Electrochemical Collisions of Individual Graphene Oxide Sheets: An Analytical and Fundamental Study

Abstract

We propose an analytical method based on electrochemical collisions to detect individual graphene oxide (GO) sheets in an aqueous suspension. The collision rate is found to exhibit a complex dependence on redox mediator and supporting electrolyte concentrations. The analysis of multiple collision events in conjunction with numerical simulations allows quantitative information to be extracted, such as the molar concentration of GO sheets in suspension and an estimate of the size of individual sheets. We also evidence by numerical simulation the existence of edge effects on a 2D blocking object.

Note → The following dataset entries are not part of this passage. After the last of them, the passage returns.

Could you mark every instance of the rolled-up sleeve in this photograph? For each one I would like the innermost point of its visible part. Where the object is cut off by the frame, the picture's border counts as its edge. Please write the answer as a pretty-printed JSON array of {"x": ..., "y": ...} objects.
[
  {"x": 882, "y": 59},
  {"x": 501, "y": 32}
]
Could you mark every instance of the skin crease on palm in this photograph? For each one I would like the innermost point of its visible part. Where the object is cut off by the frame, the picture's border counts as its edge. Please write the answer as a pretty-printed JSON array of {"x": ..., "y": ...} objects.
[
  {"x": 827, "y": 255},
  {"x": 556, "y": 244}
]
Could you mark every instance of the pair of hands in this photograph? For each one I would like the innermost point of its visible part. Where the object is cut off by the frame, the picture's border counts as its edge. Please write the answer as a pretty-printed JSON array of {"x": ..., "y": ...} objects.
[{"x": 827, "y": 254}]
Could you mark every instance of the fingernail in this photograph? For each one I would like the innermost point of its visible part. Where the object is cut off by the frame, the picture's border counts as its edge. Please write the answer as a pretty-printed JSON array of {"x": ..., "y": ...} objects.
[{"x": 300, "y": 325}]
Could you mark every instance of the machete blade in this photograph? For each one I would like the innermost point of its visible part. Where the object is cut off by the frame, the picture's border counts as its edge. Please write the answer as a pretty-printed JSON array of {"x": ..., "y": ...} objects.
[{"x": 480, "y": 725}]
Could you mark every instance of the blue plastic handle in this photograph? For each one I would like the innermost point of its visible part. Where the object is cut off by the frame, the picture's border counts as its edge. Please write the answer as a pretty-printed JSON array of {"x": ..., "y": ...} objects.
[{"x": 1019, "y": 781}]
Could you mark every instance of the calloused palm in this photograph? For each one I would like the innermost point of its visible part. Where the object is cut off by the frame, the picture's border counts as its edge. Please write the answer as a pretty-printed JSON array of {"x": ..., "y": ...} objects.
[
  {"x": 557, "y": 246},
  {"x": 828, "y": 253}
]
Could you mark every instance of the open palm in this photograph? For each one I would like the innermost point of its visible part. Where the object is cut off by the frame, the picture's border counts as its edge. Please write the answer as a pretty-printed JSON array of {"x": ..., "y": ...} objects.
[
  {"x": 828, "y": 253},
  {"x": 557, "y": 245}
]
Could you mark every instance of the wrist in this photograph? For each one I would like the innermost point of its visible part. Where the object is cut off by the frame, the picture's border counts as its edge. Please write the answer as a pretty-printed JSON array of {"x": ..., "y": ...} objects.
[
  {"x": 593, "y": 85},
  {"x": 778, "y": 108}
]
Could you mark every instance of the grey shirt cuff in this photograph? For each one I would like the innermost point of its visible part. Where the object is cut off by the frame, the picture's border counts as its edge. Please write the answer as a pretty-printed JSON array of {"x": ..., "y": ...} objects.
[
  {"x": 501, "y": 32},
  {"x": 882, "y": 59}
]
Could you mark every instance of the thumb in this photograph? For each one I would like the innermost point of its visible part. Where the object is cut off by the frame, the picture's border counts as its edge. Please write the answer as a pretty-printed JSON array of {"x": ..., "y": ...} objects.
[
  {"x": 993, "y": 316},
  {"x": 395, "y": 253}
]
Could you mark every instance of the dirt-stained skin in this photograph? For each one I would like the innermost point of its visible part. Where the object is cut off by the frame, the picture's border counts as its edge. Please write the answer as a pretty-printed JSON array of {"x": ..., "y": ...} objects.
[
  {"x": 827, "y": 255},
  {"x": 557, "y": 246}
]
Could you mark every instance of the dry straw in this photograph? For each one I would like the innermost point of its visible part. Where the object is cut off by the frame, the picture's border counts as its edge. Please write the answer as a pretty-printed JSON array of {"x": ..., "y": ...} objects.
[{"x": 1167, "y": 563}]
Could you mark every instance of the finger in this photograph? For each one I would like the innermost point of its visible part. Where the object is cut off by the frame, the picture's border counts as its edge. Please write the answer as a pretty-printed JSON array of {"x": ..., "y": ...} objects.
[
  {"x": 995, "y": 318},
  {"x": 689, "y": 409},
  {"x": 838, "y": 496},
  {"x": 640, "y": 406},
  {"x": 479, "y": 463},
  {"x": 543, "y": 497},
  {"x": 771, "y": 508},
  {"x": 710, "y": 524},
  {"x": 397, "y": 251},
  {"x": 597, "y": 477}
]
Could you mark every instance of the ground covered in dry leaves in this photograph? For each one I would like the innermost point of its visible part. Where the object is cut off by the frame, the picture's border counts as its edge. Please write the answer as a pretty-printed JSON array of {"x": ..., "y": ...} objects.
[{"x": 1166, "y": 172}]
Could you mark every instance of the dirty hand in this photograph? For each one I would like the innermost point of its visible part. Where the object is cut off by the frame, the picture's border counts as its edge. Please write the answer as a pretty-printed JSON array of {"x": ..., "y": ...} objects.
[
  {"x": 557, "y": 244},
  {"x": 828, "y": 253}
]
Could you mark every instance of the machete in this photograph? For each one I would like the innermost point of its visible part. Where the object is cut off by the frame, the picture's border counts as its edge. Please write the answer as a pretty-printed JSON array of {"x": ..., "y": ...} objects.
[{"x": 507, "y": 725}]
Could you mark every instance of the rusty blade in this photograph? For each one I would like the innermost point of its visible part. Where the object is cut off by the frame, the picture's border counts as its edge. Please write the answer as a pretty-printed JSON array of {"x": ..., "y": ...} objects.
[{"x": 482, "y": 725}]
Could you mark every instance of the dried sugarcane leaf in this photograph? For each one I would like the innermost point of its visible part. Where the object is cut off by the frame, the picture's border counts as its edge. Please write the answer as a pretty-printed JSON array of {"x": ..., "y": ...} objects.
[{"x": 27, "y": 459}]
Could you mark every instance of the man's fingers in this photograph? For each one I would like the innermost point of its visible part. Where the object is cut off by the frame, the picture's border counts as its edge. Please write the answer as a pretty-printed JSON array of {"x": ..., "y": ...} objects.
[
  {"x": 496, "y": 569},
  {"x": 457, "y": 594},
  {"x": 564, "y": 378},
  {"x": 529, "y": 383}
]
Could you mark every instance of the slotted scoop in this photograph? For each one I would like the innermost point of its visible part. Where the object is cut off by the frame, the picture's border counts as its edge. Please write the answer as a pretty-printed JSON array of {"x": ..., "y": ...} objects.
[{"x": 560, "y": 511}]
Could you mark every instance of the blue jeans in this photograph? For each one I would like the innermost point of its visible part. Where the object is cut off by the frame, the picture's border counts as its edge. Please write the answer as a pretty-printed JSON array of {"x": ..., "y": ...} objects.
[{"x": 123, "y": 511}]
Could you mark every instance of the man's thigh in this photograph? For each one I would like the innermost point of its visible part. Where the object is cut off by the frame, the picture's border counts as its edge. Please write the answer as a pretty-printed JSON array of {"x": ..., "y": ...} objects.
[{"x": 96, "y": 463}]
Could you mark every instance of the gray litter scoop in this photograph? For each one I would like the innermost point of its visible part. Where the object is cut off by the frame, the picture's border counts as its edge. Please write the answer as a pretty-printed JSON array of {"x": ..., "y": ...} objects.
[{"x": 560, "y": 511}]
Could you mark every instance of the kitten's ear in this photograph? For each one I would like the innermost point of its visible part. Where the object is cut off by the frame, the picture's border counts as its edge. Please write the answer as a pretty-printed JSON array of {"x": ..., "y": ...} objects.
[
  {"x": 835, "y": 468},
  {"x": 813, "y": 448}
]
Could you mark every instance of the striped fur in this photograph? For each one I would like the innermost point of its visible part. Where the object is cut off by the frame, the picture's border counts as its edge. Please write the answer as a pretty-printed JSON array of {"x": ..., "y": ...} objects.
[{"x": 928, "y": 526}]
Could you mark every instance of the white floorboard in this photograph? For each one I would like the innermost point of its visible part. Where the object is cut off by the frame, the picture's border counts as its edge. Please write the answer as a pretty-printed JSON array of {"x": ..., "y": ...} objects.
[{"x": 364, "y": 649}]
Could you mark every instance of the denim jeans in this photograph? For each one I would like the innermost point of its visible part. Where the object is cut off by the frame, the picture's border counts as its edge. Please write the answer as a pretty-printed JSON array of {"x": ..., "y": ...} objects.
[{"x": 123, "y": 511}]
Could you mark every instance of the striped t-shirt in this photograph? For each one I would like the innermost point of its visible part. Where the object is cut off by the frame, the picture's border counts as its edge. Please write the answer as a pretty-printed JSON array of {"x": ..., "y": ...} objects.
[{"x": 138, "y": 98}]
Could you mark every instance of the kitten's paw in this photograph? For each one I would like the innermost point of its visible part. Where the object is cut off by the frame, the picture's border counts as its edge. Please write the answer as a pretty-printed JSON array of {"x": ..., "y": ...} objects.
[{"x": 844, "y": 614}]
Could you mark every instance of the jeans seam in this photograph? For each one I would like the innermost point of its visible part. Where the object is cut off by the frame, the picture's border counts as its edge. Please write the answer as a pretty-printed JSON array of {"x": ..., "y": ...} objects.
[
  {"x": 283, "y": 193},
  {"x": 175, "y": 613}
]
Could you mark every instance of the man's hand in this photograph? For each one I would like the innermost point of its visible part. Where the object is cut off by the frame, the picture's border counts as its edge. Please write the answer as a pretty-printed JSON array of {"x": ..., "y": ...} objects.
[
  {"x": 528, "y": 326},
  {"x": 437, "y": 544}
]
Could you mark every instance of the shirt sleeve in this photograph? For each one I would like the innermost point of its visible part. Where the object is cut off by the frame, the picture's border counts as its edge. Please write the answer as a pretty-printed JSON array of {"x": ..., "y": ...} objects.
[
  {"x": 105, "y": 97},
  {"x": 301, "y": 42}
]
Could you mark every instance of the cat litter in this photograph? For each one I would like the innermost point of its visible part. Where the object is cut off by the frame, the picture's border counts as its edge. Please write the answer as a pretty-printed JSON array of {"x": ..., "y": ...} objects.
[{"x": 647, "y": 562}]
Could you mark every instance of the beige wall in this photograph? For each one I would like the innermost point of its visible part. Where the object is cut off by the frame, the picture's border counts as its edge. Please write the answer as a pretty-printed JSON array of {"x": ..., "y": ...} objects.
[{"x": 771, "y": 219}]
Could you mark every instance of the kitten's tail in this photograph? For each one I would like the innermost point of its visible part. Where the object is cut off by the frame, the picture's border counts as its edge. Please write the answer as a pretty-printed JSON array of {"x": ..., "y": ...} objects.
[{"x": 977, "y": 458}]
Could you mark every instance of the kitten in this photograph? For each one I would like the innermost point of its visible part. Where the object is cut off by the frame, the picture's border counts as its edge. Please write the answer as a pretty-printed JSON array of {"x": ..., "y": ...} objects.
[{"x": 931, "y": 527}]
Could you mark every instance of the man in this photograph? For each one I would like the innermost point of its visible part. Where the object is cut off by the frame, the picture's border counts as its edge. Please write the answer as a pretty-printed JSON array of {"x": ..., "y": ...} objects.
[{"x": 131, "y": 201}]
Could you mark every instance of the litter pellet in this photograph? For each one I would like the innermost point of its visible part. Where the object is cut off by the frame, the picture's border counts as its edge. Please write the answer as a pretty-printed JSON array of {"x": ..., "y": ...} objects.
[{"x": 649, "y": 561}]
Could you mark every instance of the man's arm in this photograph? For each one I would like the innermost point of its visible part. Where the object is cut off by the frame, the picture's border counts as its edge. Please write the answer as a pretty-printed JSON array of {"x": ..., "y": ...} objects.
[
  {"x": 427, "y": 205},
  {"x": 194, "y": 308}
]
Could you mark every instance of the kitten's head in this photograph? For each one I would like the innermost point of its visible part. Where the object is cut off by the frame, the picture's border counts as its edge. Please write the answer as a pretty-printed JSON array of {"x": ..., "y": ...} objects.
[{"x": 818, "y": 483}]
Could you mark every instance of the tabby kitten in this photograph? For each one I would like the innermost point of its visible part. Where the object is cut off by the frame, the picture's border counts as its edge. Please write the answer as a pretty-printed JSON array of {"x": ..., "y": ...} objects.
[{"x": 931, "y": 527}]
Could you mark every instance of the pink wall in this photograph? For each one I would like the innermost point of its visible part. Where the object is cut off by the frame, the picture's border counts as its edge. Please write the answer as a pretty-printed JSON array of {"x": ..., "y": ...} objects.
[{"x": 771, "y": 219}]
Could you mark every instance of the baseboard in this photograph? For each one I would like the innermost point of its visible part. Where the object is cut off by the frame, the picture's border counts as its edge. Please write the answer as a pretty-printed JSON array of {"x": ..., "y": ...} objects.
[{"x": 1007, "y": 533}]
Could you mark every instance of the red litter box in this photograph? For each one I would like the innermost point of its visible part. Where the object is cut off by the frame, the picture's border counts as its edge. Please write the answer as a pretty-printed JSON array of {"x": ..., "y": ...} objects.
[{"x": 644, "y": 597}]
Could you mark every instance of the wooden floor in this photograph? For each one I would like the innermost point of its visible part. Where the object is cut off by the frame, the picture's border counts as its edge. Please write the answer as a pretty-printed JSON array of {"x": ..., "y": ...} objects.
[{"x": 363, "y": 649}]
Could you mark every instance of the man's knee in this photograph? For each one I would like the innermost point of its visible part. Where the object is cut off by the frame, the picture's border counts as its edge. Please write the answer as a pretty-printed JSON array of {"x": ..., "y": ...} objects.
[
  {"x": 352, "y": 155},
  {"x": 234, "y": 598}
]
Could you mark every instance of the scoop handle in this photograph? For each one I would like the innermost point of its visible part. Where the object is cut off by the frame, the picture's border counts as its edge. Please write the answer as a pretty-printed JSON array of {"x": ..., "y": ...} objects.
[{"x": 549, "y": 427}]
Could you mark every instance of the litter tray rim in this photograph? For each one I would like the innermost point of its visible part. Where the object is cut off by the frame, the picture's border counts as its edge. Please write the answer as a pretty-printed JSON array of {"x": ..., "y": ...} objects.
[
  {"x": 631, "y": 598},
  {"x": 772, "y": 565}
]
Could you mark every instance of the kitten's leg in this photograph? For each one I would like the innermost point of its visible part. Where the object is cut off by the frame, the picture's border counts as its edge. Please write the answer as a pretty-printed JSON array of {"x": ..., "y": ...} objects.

Collision course: The electrochemical signature from individual graphene oxide sheets colliding on an ultra‐microelectrode is analyzed quantitatively as a function of particle size, charge, and salt concentration.

Graphene oxide (GO) is a two‐dimensional material, atomically thin but with lateral dimensions up to several hundred microns. The electronic, mechanical and chemical properties of this material have attracted considerable interest, not least for the fabrication of sensors.1 Traditional ways of preparing GO suspensions such as Hummer's method can produce material with high polydispersity in size, degree of oxidation, number of defects and, hence, conduction.2 This disparity leads to difficulties in obtaining consistent devices or understanding the properties of GO‐based materials. Techniques to simultaneously probe in‐situ several physicochemical properties of a GO suspension are thus desirable. Yang and coworkers measured by electrochemistry the iron content of individual reduced GO sheets modified with microperoxidase‐11 and hence deduced their degree of functionalization.3 More recently, Compton and coworkers used nano‐impact electrochemistry to probe the electro‐catalytic activity of single GO sheets decorated with Pd nanoparticles. Hence, they determined that only a fraction of the Pd nanoparticles are active upon collision of a GO on a carbon microelectrode.4 Here, we explore the analytical capabilities and limits of a different electrochemical detection scheme based on current blocking.5 The principle is illustrated in Figure 1A. A redox reporter (O/R) initially dissolved in solution is oxidized/reduced at an ultra‐microelectrode (UME) to produce a steady‐state faradaic current. When an insulating object masks a portion of the UME and blocks the electrochemical reaction, the steady‐state current decreases by a small fraction. In this communication we used the blocking strategy to detect insulating GO sheets.

Figure 1.

A) Principle of the electrochemical blocking method. The letters R and O correspond to the species FcMeOH and FcMeOH⁺, respectively. B) i‐t curves recorded with a 10 μm diameter gold UME in a 1 mM FcMeOH, 100 μM KNO₃ aqueous solution in the absence (black curve) and presence (red curve) of 0.2 μg/mL of GO. The UME is biased at 0.3 V vs Ag/AgCl.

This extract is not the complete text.